Eine "Koalition der Sauberen" werde Orban und seine Partei Fidesz mit Zwei-Drittel-Mehrheit besiegen und die gesellschaftliche Spaltung der vergangenen Jahrzehnte durch "Liebe" beenden. Mehrfach wiederholte er sein Motto: "Nicht links, nicht rechts, sondern aufwärts!" Später sprach Marki-Zay auf einer Pressekonferenz mit Blick auf seine Außenseiterrolle davon, dass die Wähler und Wählerinnen in der Vorwahl nicht nur für eine Ablösung Orbans gestimmt, sondern auch die "Opposition ausgewechselt" hätten.
Mit einem Paukenschlag in die große Politik
Der Mann, der Orban besiegen will, hat eine nicht ganz gewöhnliche Biographie. Er studierte Marketing, Elektrotechnik, Volkswirtschaft und Geschichte. Zwischen 2004 und 2009 lebte er mit seiner Familie in Kanada und den USA und arbeitete dort als Telefonverkäufer und im Auto-Ersatzteilhandel. Nach der Rückkehr nach Ungarn war Marki-Zay bei verschiedenen Elektrotechnik-Unternehmen tätig und lehrte nebenbei Marketing an der Universität im südungarischen Szeged.
Sein Eintritt in die Politik war ein Paukenschlag: Anfang 2018 trat er als parteiunabhängiger und gemeinsamer Bürgermeisterkandidat der Opposition in seiner südungarischen Heimatstadt Hodmezövasarhely an - und gewann mit klarer Mehrheit gegen den Fidesz-Kandidaten. Die Wahl in der Kleinstadt war landesweit von hohem Symbolwert: Zum einen galt Hodmezövasarhely als uneinnehmbare Orban-Bastion, zum anderen erprobte die Opposition hier erstmals das Modell eines gemeinsamen Antretens gegen den Langzeit-Premier und seine Partei. Dass Marki-Zay dabei erfolgreich war, katapultierte ihn auf einen Schlag in die große Politik Ungarns.
"Die halbe ungarische Regierung ist schwul"
Er fiel von Anfang an mit einem eigenwilligen Stil und umstrittenen Positionen auf. Seine Anti-Orban- und Anti-Korruptionsrethorik trägt religiöse Züge, was seinem strengen Katholizismus wie auch dem Umstand geschuldet sein dürfte, dass er einst selbst Fidesz-Anhänger war, sich dann aber enttäuscht von der Partei abwandte. Er positioniert sich gern gegen vermeintlich schädliche politische Korrektheit - er betont beispielsweise trotzig, dass er explizit 'Zigeuner' statt 'Roma' sage oder dass es nicht gleich Kindesmisshandlung sei, sein Kind auch mal zu ohrfeigen.
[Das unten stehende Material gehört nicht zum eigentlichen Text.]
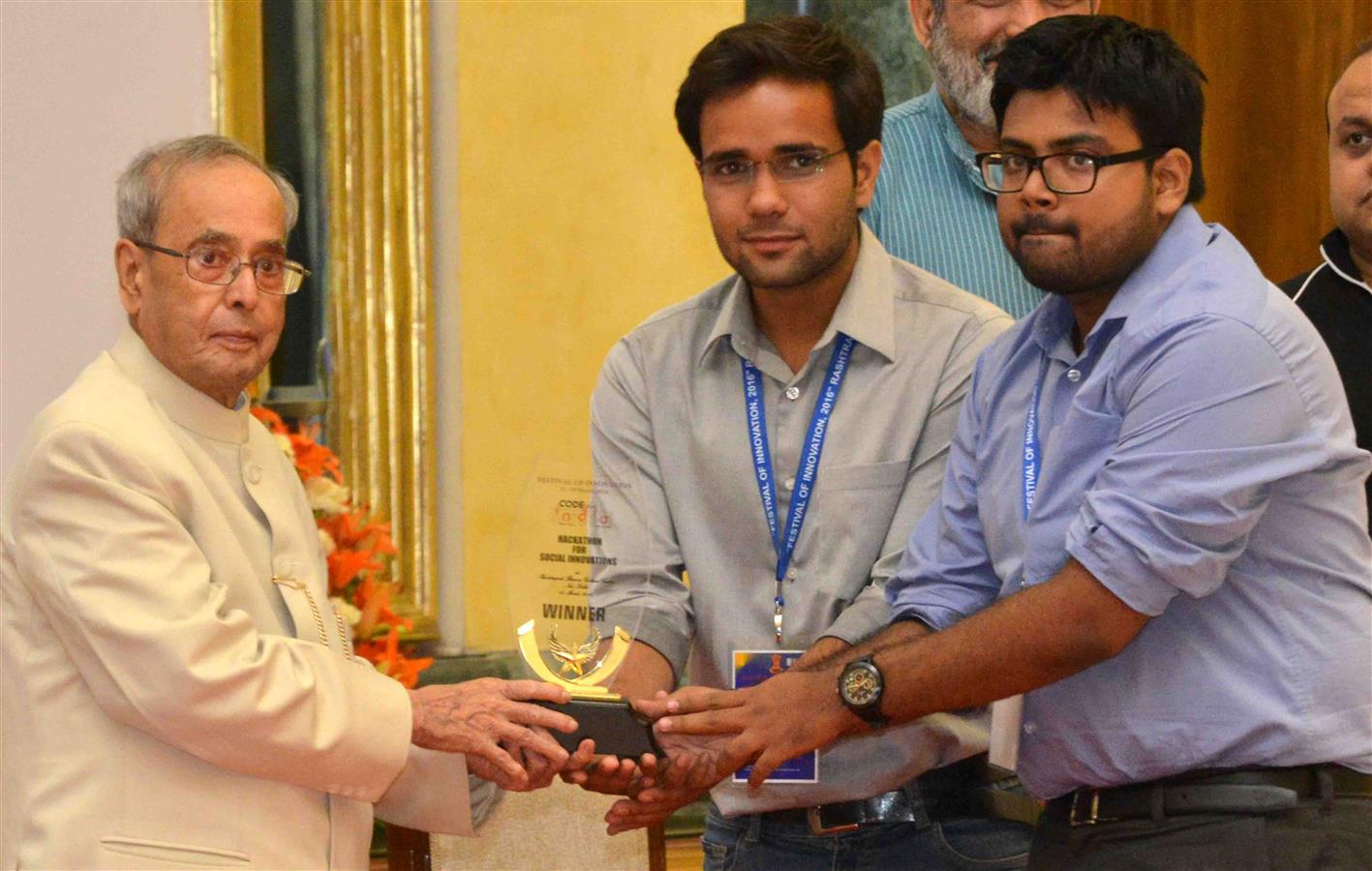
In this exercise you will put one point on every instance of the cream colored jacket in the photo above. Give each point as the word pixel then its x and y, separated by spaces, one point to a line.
pixel 155 710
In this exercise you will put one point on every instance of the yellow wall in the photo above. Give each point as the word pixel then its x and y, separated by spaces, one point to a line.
pixel 579 216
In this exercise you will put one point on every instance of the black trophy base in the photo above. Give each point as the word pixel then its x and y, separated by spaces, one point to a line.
pixel 615 727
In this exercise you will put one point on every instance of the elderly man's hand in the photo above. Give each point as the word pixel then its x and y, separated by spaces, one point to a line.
pixel 487 719
pixel 783 716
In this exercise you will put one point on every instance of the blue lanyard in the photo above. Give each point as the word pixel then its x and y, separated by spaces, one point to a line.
pixel 806 472
pixel 1033 456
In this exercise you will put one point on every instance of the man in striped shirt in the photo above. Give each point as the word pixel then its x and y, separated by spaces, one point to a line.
pixel 930 207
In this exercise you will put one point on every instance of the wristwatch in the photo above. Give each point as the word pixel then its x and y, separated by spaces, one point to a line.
pixel 859 687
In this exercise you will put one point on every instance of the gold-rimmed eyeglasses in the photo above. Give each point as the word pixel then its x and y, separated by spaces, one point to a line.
pixel 214 265
pixel 790 166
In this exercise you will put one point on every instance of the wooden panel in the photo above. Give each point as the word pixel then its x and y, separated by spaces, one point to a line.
pixel 1270 65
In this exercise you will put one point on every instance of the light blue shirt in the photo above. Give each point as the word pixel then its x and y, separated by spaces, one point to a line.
pixel 1198 459
pixel 930 209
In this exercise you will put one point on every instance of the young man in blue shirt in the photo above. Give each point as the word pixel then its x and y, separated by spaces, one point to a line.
pixel 1155 476
pixel 930 206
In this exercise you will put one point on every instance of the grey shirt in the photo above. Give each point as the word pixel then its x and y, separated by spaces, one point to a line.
pixel 668 416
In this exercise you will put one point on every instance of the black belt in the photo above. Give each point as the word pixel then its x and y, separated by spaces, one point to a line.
pixel 1240 791
pixel 842 817
pixel 930 796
Im Bürgermeisteramt seiner Stadt stellte er zeitweise einen elektronischen "Migrantenzähler" auf, der beweisen sollte, dass Orban trotz seiner Anti-Migrationsrethorik tausende Flüchtlinge im Land ansiedele. Jüngst behauptete er ohne Belege, Orbans großes Drama bestehe darin, dass sein einziger Sohn Gaspar schwul sei; überhaupt sei "die halbe ungarische Regierung schwul", weshalb ihre Anti-LGBTQ-Politik besonders verlogen sei. Für große Aufregung sorgte in den vergangenen Wochen, dass Marki-Zay dafür plädierte, im Falle eines Wahlsieges die geltende ungarische Verfassung mit einfacher Parlamentsmehrheit außer Kraft zu setzen und so Orbans Ordnung handstreichartig zu stürzen. Selbst Orban-kritische Verfassungsrechtler waren entsetzt.
Charismatischer Führer versus korrupte Partitokratie
Ungarische Kommentatoren rückten Marki-Zay immer wieder in die Nähe von Anti-Establishment-Politikern wie Ex-US-Präsident Donald Trump und werfen ihm Unberechenbarkeit in seinen Äußerungen vor. "Paranoide Anklagen und Hetze sind der Stil der extremen Rechten und nicht würdig eines Politikers, der Fackelträger einer neuen ungarischen Demokratie sein möchte", schreibt etwa der linke Philosoph Gaspar Miklos Tamas.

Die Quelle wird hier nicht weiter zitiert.